HER TARAFTAN TEHDİT YAĞIYOR

PKK, yıkıcılık faaliyetlerini bırakmadı. Karayılan mesaj üzerine mesaj yayınlıyor, tehdit üzerine tehdit savuruyor. “Biz, kendi profesyonel ordumuzu kuruyoruz” diyor. “AKP Hükümeti isteklerimizi yerine getirmez, adım atmazsa bir tek PKK’lı yerinden oynamayacaktır” diyor. Öcalan İmralı’dan haber gönderiyor ve “Süreç tıkanmak üzere, beklediğimiz adımlar atılmazsa ben bu işten çekileceğim” diyor. PKK’nın siyasi uzantısı BDP milletvekilleri yaptıkları her açıklamada hem hükümeti, hem Türk milletini tahdit ediyor ve “İsteklerimiz ve verilen sözler yerine getirilmelidir” diyorlar.

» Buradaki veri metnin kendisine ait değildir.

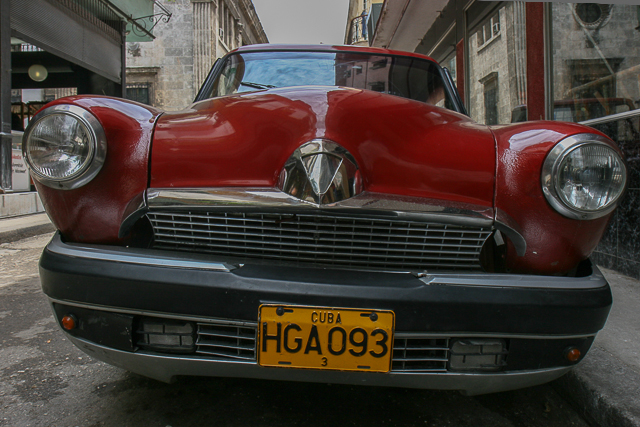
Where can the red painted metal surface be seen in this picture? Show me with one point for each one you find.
(555, 244)
(403, 147)
(93, 212)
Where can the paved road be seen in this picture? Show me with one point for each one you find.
(46, 381)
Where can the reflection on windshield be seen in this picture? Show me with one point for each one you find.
(407, 77)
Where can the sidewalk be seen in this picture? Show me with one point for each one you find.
(605, 386)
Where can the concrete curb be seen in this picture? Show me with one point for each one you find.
(13, 229)
(603, 389)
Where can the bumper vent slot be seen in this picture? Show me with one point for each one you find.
(306, 239)
(420, 354)
(227, 341)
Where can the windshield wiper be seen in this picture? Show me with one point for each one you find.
(257, 85)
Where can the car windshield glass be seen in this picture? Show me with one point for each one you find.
(412, 78)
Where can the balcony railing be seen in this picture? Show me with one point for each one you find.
(619, 248)
(358, 30)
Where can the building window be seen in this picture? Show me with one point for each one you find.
(489, 31)
(488, 100)
(596, 63)
(139, 92)
(491, 99)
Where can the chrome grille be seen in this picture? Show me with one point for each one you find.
(318, 239)
(410, 354)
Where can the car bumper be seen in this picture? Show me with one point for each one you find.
(111, 289)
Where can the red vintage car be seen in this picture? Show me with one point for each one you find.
(329, 214)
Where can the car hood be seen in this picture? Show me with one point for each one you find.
(401, 147)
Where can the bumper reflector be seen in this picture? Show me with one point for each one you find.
(69, 322)
(573, 354)
(166, 335)
(478, 354)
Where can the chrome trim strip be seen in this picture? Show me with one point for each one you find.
(272, 198)
(166, 367)
(611, 118)
(252, 324)
(595, 281)
(149, 257)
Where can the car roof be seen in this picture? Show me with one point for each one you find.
(328, 48)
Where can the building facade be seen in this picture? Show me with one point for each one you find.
(517, 61)
(54, 48)
(168, 71)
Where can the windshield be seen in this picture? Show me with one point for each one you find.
(408, 77)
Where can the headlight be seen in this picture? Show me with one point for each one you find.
(64, 146)
(583, 177)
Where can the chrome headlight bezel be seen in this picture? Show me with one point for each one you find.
(97, 149)
(550, 176)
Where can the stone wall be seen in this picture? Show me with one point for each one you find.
(176, 63)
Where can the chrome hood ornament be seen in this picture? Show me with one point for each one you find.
(321, 172)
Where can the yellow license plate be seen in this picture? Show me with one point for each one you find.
(342, 339)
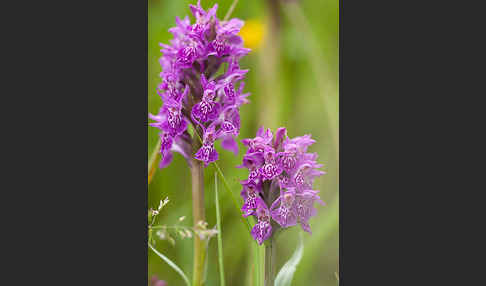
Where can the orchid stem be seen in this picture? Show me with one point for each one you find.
(197, 174)
(270, 259)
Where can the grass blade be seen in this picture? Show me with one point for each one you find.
(286, 273)
(220, 239)
(171, 264)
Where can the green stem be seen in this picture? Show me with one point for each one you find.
(197, 174)
(230, 10)
(225, 183)
(270, 260)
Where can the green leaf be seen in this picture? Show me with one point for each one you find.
(286, 273)
(220, 239)
(171, 264)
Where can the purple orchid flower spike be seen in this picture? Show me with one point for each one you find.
(192, 92)
(262, 229)
(284, 210)
(279, 164)
(207, 153)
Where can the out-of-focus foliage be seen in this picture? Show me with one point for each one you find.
(300, 108)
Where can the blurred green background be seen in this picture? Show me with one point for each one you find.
(298, 90)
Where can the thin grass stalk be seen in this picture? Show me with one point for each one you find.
(152, 165)
(220, 239)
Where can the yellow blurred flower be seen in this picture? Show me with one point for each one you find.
(253, 33)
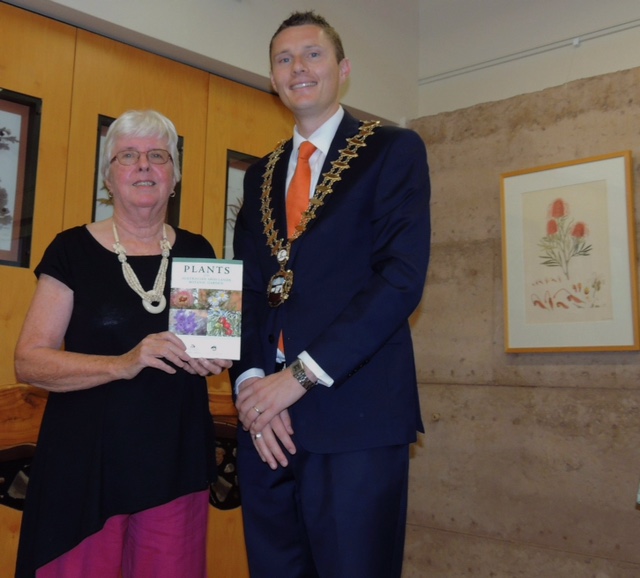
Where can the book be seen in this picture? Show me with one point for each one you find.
(205, 309)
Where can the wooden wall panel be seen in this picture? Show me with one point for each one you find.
(111, 78)
(48, 47)
(244, 120)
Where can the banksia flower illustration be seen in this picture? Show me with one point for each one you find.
(565, 238)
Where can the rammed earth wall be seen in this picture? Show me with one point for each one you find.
(531, 462)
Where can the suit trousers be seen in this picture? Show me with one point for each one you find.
(339, 515)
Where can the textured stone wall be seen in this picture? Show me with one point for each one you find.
(531, 462)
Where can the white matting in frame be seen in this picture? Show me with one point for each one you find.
(568, 249)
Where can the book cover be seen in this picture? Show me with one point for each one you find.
(206, 306)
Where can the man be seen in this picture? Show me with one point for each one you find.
(326, 387)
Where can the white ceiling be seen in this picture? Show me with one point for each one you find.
(458, 34)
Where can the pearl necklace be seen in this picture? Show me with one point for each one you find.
(155, 295)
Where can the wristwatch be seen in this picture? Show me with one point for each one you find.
(297, 368)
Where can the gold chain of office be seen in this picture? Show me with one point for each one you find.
(280, 284)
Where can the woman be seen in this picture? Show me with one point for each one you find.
(125, 456)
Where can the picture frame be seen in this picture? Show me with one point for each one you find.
(569, 258)
(102, 203)
(20, 116)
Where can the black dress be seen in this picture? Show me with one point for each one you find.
(124, 446)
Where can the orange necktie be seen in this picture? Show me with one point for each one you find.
(298, 196)
(299, 188)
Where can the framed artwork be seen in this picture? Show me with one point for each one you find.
(102, 204)
(569, 260)
(19, 135)
(237, 165)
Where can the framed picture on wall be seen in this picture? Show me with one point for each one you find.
(102, 203)
(19, 136)
(569, 259)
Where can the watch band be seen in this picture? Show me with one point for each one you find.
(297, 368)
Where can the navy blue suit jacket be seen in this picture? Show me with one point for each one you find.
(359, 272)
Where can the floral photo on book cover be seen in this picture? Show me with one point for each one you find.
(206, 306)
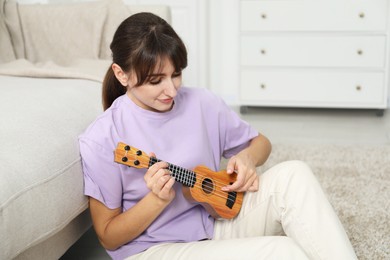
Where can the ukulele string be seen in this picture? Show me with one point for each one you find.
(217, 191)
(209, 189)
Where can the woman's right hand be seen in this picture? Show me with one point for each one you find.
(158, 179)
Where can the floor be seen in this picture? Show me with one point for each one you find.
(292, 126)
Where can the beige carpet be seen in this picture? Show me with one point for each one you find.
(357, 182)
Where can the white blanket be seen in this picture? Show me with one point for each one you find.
(79, 69)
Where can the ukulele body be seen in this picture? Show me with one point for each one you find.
(207, 191)
(200, 185)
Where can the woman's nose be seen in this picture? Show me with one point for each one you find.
(170, 88)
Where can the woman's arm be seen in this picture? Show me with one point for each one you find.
(115, 228)
(245, 163)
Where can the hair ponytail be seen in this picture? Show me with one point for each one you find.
(138, 45)
(112, 89)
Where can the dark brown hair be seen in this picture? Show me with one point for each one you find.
(139, 44)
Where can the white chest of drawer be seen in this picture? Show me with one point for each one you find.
(314, 53)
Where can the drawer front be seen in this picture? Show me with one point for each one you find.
(314, 51)
(307, 15)
(309, 88)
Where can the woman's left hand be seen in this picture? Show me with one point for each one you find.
(247, 179)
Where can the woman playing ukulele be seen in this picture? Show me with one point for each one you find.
(142, 213)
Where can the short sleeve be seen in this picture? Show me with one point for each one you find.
(102, 176)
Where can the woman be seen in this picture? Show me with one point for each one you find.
(142, 214)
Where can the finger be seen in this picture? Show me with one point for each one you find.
(250, 185)
(240, 181)
(156, 167)
(231, 165)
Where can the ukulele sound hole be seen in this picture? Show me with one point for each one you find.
(207, 185)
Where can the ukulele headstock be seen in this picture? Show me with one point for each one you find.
(131, 156)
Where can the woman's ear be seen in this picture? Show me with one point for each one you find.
(120, 75)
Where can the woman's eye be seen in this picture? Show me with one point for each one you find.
(176, 74)
(155, 81)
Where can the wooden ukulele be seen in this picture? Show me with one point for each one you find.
(201, 184)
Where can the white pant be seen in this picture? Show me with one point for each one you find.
(288, 218)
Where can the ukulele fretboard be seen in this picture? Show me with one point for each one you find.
(182, 175)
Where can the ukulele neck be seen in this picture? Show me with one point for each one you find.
(182, 175)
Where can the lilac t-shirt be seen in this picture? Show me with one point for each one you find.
(199, 130)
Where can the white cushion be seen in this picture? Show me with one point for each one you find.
(41, 180)
(62, 32)
(6, 49)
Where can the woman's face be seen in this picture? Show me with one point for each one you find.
(158, 92)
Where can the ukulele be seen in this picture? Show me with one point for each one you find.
(200, 185)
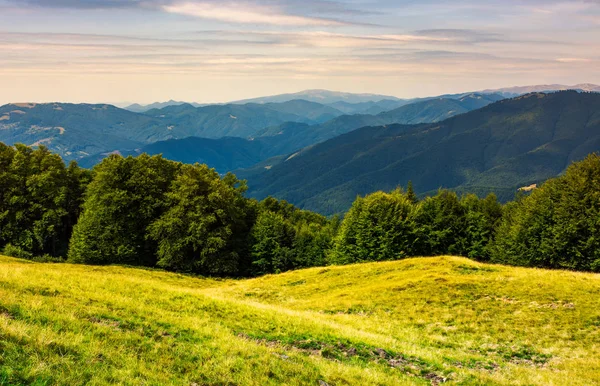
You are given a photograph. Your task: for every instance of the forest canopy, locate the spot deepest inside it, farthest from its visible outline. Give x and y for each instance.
(149, 211)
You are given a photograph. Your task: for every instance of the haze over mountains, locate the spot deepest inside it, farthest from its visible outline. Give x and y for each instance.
(320, 155)
(503, 146)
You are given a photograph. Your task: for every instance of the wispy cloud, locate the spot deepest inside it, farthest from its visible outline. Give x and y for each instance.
(246, 13)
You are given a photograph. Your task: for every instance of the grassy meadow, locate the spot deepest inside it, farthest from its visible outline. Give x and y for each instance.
(418, 321)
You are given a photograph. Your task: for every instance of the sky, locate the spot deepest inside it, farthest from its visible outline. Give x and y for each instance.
(120, 51)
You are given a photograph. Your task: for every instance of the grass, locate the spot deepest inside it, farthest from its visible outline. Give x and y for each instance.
(417, 321)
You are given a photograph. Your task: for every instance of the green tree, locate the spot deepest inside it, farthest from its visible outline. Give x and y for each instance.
(39, 201)
(272, 243)
(558, 225)
(482, 219)
(125, 196)
(206, 225)
(441, 222)
(378, 227)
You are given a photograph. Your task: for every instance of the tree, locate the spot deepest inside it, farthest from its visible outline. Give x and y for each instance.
(39, 199)
(482, 219)
(206, 224)
(272, 244)
(378, 227)
(125, 196)
(558, 225)
(441, 222)
(410, 193)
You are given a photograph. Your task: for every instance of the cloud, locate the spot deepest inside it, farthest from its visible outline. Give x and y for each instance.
(246, 13)
(82, 4)
(573, 60)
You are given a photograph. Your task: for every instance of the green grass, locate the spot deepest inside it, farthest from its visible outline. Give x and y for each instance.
(416, 321)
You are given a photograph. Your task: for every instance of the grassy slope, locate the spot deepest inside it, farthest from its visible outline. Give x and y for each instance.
(413, 321)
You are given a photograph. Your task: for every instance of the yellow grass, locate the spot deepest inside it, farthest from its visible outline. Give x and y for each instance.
(416, 321)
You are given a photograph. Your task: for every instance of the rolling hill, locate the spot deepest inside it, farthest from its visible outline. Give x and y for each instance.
(223, 155)
(290, 137)
(506, 145)
(79, 130)
(320, 96)
(422, 321)
(520, 90)
(138, 108)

                                                         Zaten aylardır Güneydoğu, PKK ve yandaşları tarafından neredeyse “kurtarılmış bölge” haline getirildi. Terör örgütü buralarda kendi güvenlik birimlerini bile oluşturdu. Araç ve kimlik kontrolleri bu birimlerce yapılıyor. Dağlar, tepeler, meydanlar, caddeler PKK bayrakları ve Öcalan posterleri ile donatılmış. Hiçbir güvenlik gücü de bunlara müdahale etmiyor. Sanki buralardan devlet çekilmiş, bu boşluğu PKK ve yandaşları doldurmuş görüntüsü ağırlık basıyor. Bölgeye giden ve buradan izlenimlerini bizlerle paylaşan meslektaşlarımızın söyledikleri de bu yazdıklarımızdan farksız. Böyle bir durumdan endişe duymasanız da hangi durumdan duyarsınız?